FIG. 6 is a specific circuit diagram of the receiving side signal storage circuit. It operates almost the same as the tap coefficient storage circuit 9. However, the length of the register is made one step longer or shorter than the memory circuit 9. (If one step is shorter, the calculation must be performed in reverse from the N-th tap to the 1st tap.) It also has a selector S _l for inputting new data.

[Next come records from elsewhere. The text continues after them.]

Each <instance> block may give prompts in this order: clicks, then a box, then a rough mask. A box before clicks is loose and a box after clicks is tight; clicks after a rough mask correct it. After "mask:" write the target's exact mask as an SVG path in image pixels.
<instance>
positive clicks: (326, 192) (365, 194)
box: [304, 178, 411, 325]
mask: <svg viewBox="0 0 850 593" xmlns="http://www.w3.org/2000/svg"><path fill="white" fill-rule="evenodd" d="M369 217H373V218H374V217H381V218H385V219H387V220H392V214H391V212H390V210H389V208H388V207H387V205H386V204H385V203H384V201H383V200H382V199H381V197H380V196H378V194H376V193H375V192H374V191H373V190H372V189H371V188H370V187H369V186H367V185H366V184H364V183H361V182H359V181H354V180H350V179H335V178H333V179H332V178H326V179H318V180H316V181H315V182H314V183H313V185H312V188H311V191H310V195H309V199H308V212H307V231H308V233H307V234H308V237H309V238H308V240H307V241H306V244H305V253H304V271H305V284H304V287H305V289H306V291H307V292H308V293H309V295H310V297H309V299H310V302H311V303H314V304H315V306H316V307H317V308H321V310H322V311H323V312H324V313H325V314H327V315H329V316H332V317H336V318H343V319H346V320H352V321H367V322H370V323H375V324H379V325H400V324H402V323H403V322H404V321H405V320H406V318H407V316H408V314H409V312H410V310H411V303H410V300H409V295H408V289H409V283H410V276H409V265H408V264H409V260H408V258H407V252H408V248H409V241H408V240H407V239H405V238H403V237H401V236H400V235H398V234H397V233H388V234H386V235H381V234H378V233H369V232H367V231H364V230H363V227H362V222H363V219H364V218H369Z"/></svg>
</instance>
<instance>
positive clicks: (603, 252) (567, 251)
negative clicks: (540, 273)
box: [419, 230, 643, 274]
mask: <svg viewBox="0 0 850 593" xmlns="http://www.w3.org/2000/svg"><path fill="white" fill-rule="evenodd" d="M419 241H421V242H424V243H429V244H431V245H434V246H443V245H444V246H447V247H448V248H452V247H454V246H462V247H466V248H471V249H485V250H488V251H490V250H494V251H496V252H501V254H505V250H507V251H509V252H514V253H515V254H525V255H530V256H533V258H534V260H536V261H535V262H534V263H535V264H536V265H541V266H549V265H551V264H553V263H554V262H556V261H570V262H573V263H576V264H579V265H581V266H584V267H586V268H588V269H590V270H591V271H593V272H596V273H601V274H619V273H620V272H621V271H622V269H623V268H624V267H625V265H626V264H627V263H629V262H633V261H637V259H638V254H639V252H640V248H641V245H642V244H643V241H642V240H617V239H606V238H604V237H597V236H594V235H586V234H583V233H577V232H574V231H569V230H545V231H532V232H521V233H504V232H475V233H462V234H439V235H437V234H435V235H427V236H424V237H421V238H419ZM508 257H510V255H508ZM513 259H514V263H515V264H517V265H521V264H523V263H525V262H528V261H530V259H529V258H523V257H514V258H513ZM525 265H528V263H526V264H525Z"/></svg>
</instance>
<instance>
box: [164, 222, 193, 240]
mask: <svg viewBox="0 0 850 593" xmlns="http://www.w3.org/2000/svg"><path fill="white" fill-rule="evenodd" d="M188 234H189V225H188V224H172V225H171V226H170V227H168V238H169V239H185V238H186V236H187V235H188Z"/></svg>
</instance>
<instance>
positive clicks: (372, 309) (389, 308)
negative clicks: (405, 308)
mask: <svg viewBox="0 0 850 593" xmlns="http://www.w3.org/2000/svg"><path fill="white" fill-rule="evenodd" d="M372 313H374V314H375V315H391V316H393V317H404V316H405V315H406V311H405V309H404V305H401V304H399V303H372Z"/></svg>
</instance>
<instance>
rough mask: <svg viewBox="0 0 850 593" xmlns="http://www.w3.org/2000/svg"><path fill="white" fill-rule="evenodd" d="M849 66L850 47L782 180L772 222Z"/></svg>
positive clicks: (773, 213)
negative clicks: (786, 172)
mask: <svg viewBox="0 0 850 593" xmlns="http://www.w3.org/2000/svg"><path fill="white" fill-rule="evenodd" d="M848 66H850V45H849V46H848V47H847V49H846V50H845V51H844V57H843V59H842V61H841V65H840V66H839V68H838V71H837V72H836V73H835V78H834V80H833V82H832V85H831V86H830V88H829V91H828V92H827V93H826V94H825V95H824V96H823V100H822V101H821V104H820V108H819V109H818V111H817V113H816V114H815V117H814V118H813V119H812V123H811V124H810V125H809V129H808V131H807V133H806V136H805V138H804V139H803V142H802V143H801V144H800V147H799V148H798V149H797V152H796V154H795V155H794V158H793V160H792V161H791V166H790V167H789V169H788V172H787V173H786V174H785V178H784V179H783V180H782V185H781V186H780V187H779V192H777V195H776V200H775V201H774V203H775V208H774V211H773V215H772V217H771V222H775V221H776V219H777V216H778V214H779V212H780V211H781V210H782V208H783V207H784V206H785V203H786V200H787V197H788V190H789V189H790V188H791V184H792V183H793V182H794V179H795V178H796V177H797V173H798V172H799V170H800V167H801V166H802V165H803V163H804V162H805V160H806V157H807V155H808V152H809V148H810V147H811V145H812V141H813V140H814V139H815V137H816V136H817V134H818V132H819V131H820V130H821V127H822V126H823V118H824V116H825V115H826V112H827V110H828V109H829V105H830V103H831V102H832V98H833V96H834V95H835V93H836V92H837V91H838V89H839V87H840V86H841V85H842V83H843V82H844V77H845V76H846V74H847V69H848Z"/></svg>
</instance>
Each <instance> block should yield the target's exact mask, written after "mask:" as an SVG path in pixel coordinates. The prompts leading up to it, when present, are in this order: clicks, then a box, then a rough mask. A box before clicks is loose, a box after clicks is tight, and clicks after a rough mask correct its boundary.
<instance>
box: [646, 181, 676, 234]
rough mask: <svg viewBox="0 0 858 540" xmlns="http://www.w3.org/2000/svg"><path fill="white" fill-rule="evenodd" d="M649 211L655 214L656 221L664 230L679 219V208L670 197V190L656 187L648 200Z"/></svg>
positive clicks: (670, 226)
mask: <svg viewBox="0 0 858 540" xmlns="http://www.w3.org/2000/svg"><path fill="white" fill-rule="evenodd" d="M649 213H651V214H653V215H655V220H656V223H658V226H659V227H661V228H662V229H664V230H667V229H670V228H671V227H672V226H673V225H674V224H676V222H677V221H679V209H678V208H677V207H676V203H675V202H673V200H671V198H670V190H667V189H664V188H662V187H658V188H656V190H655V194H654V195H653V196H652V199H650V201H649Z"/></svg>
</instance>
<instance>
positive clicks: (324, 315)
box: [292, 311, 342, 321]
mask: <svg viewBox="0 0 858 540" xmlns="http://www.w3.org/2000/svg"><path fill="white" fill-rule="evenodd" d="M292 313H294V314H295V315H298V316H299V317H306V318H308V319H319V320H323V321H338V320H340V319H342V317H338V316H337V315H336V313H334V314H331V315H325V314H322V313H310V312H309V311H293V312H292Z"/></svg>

At the beginning of one cycle, the selector S _l selects the B input, that is, the reception signal X _o-1 . This output is input to the register R _N+1 at the same time as the calculation is performed with the tap coefficient H ₁ . From the next calculation, the selector S _l selects the A input, so the output is X _o-2
......X _oN is output in order, and one cycle ends when X _oN is output. At this time, X _o-1 is a register
It is input to _R2 (because it is synchronized with the tap coefficient storage circuit, the register advances only N stages during one cycle, so it shifts by one stage at the beginning and end of one cycle). Furthermore, X _o-N+1 is input to register _R1 . This data is rewritten when a new reception signal X _o is input.

FIGS. 7a and 7b are specific circuit diagrams of the switching devices 12 and 13.

The input signal is output as is from the 1st tap to the kth tap, but 0 is output from the k+1 tap to the Nth tap. As a circuit, a configuration can be adopted in which input data is passed through a gate as shown in FIG. 7a, or switched by a selector S as shown in FIG. 7b. In FIG. 7a, 0 is output for taps 1 to k and taps k+1 to N.
Further, in FIG. 7b, the A input is selected for taps 1 to k, and the B input is selected for taps k+1 to N.

As described above, according to the present invention, it is possible to increase the amount of echo cancellation by reducing the influence of quantization noise. In addition, in the adaptive echo canceller, the second right-hand side of equation (3)
The correction speed becomes faster because the denominator of the term becomes smaller.

As a method for varying the number of taps in the adaptive echo canceller, the methods shown in FIGS. 2 and 3 can also be adopted.

[Brief explanation of the drawing]

1 to 4 are block diagrams showing first to fourth embodiments of the present invention, and FIGS. 5 to 7 are specific circuit diagrams showing a part of the present invention. In FIGS. 1 to 4, 1... Receiving side input terminal, 2... Receiving side output terminal, 3... Sending side input terminal, 4... Sending side output terminal, 5... Analog-digital converter, 6...Digital-to-analog converter, 7...Adder, 8...Tap coefficient storage circuit,
9... Receiving side signal storage circuit, 10... Multiplication circuit, 11... Accumulator, 12, 13, 14, 16...
...Switcher, 15...Tap gain correction circuit.

Claims (1)

[Claims] 1. A coefficient memory for storing coefficients, a data memory for storing data, a multiplier for multiplying the coefficient by the data, and an accumulator for accumulating the output of the multiplier. Yn＝ _k 〓 ^j=1 H _j X _oj + _N 〓 ^j=k+1 H _j X _oj (However, Yn is the filtering output, H _j is the jth coefficient, and X _oj is data before the jth
N is the number of filter taps) In a transversal filter that calculates the number of filter taps, there is a switching circuit that controls the result of _N 〓 ^j=k+1 H _j X _oj to be zero, and a control circuit that controls this switching circuit. and the switching circuit is arranged between the coefficient memory and the multiplier, between the data memory and the multiplier, or between the accumulator and the multiplier. Transvasal filter.